Jaki będzie kolejny punkt w twojej karierze?
Kyary Pamyu Pamyu: Uwielbiam zaskakiwać ludzi i moim marzeniem jest dalej to robić. Jak mówiłam przy okazji starzenia się i zmian w stylu, zwykle koncentruję się na tym, co tu i teraz. Dlatego w tym momencie na tapecie jest światowa trasa i dawanie jak najlepszych koncertów przed fanami, którzy przyjdą mnie zobaczyć.
Na koniec wywiadu prosimy o kilka słów dla naszych czytelników.
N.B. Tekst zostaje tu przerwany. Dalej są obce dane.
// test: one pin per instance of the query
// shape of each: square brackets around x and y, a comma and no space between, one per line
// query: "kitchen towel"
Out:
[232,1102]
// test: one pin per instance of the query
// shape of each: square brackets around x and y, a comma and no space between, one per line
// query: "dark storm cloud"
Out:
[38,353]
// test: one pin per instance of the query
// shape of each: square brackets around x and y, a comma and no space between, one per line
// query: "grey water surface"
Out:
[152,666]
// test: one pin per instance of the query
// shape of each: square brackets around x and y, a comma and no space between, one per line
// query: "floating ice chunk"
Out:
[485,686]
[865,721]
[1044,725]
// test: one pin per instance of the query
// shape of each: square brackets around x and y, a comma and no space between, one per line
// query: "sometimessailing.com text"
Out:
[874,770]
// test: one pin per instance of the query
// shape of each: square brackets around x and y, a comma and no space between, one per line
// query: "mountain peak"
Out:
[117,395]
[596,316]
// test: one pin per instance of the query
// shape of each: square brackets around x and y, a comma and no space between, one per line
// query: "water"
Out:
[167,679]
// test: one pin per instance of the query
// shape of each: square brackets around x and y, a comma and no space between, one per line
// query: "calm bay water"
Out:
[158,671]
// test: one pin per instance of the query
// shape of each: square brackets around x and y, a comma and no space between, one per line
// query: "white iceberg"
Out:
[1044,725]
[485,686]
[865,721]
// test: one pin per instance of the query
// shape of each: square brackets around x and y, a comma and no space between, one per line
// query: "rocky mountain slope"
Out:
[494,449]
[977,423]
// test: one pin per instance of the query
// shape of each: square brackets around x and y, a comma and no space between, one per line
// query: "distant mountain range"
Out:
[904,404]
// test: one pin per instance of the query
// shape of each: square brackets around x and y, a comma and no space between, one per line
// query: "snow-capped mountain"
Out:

Kyary Pamyu Pamyu: Nie mogę się doczekać, żeby zobaczyć was wszystkich na moich koncertach w Australii, które odbędą się już niedługo. Jak wrócę z zagranicy, podsumuję tę trasę koncertem w Budokanie, legendarnej sali koncertowej. Mam nadzieję zobaczyć tam wszystkich, nie tylko Japończyków, ale i ludzi z całego świata. Jak będziecie wtedy w Japonii, przyjdźcie mnie zobaczyć, proszę!
JaME pragnie podziękować Kyary Pamyu Pamyu oraz australijskiej agencji PR Super Duper za możliwość przeprowadzenia tego wywiadu.